Proposed Rule on Speed Limit Devices for Commercial Vehicles

Washington – The National Highway Traffic Safety Administration and the Federal Motor Carrier Safety Administration have announced a proposed rule that would require the installation of speed-limiting devices on trucks, buses and multipurpose passenger vehicles weighing more than 26,000 pounds.

The proposed rule, announced August 26, suggests that capping speeds at 60, 65 or 68 mph could prevent fatal crashes while saving an estimated $1.1 billion in fuel costs annually. The maximum set travel speed would be adjusted after officials weigh public comment on the proposal.

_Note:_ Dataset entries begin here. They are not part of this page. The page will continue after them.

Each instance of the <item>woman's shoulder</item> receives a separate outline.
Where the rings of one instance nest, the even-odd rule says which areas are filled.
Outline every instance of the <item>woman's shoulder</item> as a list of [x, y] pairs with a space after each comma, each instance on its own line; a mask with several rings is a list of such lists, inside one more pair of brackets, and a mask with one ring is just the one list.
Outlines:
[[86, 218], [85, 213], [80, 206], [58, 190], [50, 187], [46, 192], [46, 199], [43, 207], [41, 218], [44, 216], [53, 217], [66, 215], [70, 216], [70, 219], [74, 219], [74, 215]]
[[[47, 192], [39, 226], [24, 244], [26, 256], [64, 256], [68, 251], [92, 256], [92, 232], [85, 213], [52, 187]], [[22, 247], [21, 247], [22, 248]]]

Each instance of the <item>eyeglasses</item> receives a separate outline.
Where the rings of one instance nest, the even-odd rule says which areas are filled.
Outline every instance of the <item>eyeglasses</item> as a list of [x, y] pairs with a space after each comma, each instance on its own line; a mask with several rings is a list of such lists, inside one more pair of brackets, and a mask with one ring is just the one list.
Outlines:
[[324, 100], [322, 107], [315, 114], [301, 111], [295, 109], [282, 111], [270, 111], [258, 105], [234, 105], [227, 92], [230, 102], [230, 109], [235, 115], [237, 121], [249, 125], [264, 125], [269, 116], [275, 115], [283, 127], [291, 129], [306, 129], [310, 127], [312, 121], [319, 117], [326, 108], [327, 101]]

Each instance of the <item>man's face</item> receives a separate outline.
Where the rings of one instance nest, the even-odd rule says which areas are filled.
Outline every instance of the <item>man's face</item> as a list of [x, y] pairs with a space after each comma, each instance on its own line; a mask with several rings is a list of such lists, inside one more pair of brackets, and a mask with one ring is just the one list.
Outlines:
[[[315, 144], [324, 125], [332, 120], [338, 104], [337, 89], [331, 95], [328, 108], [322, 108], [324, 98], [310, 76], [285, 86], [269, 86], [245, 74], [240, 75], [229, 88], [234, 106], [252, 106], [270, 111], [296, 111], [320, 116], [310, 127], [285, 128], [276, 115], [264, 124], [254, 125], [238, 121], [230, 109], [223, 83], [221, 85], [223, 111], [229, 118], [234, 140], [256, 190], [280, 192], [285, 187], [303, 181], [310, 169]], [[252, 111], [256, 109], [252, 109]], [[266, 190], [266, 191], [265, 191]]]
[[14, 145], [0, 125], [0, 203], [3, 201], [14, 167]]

“There are significant safety benefits to this proposed rulemaking,” Secretary of Transportation Anthony Foxx said in a press release. “In addition to saving lives, the projected fuel and emissions savings make this proposal a win for safety, energy conservation, and our environment.”

NHTSA Administrator Mark Rosekind and FMCSA Administrator T.F. Scott Darling III also expressed support for the proposal.

“Safe trucking moves our economy and safe bus operations transport our loved ones,” Darling said in the DOT press release. “This proposal will save lives while ensuring that our nation’s fleet of large commercial vehicles operates efficiently.” In a statement issued August 17, Sen. Johnny Isakson (R-GA), a longtime supporter of the proposed rule, cited federal data showing an estimated 1,115 fatal crashes involving large trucks occur every year. “Each day that has passed that this commonsense safety measure has been delayed by bureaucratic processes is one too many,”

Isakson said in the statement. Isakson issued an amendment earlier this year that was included in the Senate-passed transportation funding measure. It required the Secretary of Transportation to make a final ruling on speed-limiting devices by no later than six months after its potential passage into law.